The Jewish culture that Jesus was born into has a rich history of mourning or practicing lament, stretching back hundreds of years before he was born. The prophets and the Psalms include poems, songs, and speeches, recounting the words of people gathered together for public mourning. This mourning wasn’t a kind of crying about having a bad day or because of a frustration at home or work. The mourning Jesus is referencing is the kind of mourning that is a response to injustice and oppression, those who mourn the impact of the powers, both material and spiritual, on the lives of the most vulnerable.
Blessed are those who mourn. Another beatitude and another paradox. Once again, Jesus’ words are outlandish and nonsensical. How is it that those who mourn are blessed? Aren’t those who are happy and fulfilled, aren’t they the ones that are blessed? Yet, in this beatitude, in this paradox, Jesus once again exposes the powers and envisions an alternative. Jesus exposes the powers that cause people to mourn in the first place, those who experience unjust suffering and loss, the same injustices that cause people to be poor in spirit. It’s these people, the mourners, that are blessed, Jesus says. These are the people that Jesus came for. In God’s empire, mourners are not written off or ignored as uncivilized, uneducated, or badly behaved. Instead, in God’s empire, they are the ones who receive God’s comfort and consolation; God’s hears their cries.
Our culture tends to restrict mourning or public displays of emotion to something appropriate for home life or private time. Further, spending time in mourning may be quickly relegated to a waste of time or an inactive posture. The expression, “Don’t just cry about it, do something,” illustrates this clearly. But mourning is not a useless waste of time or an inactive practice. Mourn is a verb. In fact, mourning elicits action and engagement. Mourning exposes the powers, shows their true colors. Seeing people in mourning is disorienting. It interrupts the lives we lead that are detached from suffering and injustice, forcing us to take another look, to pause, to listen, and to join.

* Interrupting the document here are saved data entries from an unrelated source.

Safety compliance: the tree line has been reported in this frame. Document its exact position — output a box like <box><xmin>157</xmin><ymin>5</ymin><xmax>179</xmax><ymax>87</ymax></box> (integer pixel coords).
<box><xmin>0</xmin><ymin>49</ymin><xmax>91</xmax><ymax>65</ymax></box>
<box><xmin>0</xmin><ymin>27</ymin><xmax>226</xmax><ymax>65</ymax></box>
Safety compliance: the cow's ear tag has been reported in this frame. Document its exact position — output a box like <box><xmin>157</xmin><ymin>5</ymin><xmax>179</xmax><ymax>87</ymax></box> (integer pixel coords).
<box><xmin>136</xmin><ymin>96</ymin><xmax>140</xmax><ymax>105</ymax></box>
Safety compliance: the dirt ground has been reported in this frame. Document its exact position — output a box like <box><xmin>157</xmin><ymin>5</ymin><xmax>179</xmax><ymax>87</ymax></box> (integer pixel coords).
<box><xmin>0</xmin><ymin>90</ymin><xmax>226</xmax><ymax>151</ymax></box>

The woman who interrupted our solemn vigil for victims of domestic violence exposed the powers with her loud wailing. She made me feel uncomfortable, like I wanted to look away and get away from her as quickly as possible. And yet, her cries made it impossible for me to forget her. The sound of her weeping echoed in my ears for weeks following and if I try, I can still hear them now, over nine months later. Her mourning moves me to engage in seeking justice for others who have suffered like she has.
Clarence Jordan reflects on mourning in his book on the beatitudes. Jordan, a white farmer who resisted the powers by living on a commune with blacks and whites in the 1940’s in rural Georgia, witnessed plenty of injustices in his lifetime. He makes a distinction between fake mourners and real mourners, encouraging us to be real mourners. He writes about what he calls fake mourners, saying, “There are people who look at the world and say, ‘Sure, the worlds a mess, and I guess I’m a bit guilty like everybody else, but what can I do about it?’ What they’re really saying is that they are not concerned enough about themselves or the world to look for anything to do.”1
Real mourners, according to Jordan, aren’t just people who sit around and cry or feel overwhelmed by the world around them. Rather, they are moved to action, flooded with creativity, empowered in the company of others, and determined to join the work Jesus began in bringing God’s empire to fulfillment on earth as it is in heaven.2
How is Jesus inviting us to mourn the injustices in God’s world? How might God transform us through mourning or being “real mourners?”
1. James Howell, The Beatitudes for Today. Louisville: Westminster John Knox Press, 2005., 45.
2. James Howell, The Beatitudes for Today, 46.